The commission, created last year, is examining ways to lower costs and increase access to quality care. Lawmakers are closely watching the work of the group because it may form the basis of large-scale health care reform in Colorado next year. The solutions it recommends, as well as policies developed by lawmakers and the Ritter administration, could have a profound impact on businesses and employees.
Of great concern to Aspen’s businesses is the small-group insurance category they often find themselves in. If you have ever shopped around for a good insurance policy for your small business, as surely many of you have, you already know how costly and limited the options are here in the Roaring Fork Valley. However, the good news is that Colorado’s small-group market now guarantees health coverage for sole proprietors and groups of two to 50. Additionally, under House Bill 1355 insurers can no longer give discounts or increase rates based oN the health of employees who work for a small business. The legislation affects employees who get insurance through the small-group market.
According to the Denver Business Journal, factions on both sides disagreed on whether rate banding is a problem or a solution to rising health care costs. The cost of health care is a chief concern of Colorado businesses.
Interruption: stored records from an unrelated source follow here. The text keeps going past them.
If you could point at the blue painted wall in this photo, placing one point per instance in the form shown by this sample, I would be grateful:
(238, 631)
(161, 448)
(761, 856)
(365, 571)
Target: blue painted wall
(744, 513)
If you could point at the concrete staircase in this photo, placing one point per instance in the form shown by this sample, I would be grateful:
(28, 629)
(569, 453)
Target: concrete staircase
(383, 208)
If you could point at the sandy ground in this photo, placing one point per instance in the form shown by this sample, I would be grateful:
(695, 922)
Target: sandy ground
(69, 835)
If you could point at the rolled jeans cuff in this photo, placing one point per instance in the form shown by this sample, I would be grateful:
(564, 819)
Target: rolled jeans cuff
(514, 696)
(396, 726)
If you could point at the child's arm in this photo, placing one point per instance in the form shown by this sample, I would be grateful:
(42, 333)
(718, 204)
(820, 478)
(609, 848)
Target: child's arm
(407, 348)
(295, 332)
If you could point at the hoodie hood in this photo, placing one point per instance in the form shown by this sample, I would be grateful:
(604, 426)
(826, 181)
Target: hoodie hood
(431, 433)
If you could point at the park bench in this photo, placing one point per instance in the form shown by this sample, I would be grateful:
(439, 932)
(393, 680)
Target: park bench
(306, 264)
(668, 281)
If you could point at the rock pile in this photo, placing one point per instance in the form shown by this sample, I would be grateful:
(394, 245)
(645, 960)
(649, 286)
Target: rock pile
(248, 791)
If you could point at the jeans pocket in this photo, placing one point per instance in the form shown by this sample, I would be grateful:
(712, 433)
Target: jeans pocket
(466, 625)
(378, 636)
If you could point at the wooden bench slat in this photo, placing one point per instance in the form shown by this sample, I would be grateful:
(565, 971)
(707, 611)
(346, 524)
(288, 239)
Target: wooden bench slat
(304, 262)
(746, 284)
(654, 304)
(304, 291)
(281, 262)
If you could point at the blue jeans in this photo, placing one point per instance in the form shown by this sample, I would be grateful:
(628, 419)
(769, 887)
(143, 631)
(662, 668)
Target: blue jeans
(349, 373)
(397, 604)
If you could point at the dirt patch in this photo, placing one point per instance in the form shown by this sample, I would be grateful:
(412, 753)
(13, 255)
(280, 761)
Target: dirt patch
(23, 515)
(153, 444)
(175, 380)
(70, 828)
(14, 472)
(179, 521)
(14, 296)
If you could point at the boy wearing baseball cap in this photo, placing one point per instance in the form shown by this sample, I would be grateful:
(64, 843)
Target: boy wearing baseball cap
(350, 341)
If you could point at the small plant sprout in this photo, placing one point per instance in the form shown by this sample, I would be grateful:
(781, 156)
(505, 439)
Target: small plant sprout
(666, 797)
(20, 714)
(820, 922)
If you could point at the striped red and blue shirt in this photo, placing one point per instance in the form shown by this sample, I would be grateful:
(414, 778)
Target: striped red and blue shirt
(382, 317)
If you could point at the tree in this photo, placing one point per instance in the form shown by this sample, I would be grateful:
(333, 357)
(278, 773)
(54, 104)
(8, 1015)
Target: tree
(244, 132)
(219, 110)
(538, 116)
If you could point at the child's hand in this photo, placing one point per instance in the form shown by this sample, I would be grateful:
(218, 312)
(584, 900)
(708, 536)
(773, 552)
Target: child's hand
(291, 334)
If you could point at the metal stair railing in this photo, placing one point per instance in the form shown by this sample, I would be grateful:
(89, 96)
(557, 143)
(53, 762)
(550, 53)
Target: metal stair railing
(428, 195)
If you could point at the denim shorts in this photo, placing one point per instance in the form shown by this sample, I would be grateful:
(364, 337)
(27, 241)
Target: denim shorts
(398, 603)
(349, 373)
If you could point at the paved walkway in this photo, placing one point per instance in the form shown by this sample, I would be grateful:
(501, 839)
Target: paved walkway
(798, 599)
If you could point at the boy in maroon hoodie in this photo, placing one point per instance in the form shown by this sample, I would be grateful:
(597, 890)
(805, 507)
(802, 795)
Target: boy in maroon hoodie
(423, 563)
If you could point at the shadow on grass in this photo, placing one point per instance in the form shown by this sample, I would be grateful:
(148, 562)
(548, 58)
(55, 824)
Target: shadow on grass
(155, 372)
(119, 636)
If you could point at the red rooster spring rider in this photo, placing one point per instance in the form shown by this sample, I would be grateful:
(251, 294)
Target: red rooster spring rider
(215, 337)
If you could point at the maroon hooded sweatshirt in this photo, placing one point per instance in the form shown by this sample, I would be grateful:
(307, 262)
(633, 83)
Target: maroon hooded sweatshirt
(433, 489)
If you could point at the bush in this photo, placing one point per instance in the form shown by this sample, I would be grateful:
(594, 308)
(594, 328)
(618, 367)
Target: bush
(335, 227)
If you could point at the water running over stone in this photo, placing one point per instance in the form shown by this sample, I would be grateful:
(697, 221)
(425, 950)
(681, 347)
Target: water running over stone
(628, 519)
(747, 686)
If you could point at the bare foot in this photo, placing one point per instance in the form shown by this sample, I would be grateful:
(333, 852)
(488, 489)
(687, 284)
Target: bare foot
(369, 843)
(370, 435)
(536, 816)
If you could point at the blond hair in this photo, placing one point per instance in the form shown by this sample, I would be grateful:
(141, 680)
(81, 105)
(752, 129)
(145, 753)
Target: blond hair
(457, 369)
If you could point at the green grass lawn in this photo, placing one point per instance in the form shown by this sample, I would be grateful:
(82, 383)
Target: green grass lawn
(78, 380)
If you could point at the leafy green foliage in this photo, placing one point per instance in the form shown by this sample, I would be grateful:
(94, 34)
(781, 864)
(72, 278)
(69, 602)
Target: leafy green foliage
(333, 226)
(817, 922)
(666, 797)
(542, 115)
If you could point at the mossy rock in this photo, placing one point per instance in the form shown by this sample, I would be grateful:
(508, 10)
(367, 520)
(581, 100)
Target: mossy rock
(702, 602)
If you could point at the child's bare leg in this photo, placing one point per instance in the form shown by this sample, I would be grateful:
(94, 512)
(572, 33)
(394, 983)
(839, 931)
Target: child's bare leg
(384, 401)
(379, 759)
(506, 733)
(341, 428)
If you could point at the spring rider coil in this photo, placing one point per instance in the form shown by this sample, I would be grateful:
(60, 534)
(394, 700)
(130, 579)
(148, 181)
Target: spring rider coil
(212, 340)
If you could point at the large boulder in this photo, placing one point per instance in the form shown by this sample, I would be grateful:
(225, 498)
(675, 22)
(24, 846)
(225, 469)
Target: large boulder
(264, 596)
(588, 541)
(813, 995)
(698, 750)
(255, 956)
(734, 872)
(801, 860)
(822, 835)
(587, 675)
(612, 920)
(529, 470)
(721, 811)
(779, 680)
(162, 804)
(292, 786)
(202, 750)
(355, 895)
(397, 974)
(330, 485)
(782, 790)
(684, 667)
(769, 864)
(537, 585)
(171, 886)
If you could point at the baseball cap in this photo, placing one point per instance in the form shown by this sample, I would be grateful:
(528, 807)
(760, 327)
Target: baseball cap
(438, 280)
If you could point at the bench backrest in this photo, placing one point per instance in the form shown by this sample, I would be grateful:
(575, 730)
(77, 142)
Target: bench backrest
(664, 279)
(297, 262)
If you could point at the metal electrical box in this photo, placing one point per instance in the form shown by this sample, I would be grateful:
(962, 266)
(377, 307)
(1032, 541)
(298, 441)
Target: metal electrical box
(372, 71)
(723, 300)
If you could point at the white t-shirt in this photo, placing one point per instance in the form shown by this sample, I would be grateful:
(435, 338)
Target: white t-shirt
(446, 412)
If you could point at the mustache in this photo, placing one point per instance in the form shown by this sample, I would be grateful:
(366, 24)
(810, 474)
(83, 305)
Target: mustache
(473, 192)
Opinions also differed on whether high-risk policyholders should pay more for escalating medical charges, or if the expenses should be spread over the general population.
The bill found opposition from some insurers and the Colorado Association of Commerce and Industry, who said the proposal will increase rates. The measure was supported by the National Federation of Independent Business, the Colorado Consumer Health Initiative, AARP, Rocky Mountain Farmer’s Union and others.
A new survey has been created to capture your opinions. Ralph Pollock and Amy Fletcher of the Business Health Forum came to Aspen to lead the discussion and gather feedback. Pollock served on the Blue Ribbon Commission and chairs the Colorado Association of Commerce and Industry’s health council. Prior to joining the Business Health Forum, Fletcher spent seven years reporting on health care and the state legislature for the Denver Business Journal.
If you were unable to be at the event you are invited to learn more about important reform issues by signing up for their weekly newsletter and by indicating the issues that most interest you on their “Get Involved” page. Sign up at http://www.bizhealthforum.org, and, in the coming months, they will e-mail you pertinent information about the health issues you care about most.
The Business Health Forum helps business leaders get more involved in health care reform. They engage the business community in major health care policy reform efforts, including work done through the Colorado General Assembly, Governor Bill Ritter’s administration, and other initiatives, and they provide information to the business community to encourage thoughtful participation in the health care reform debate.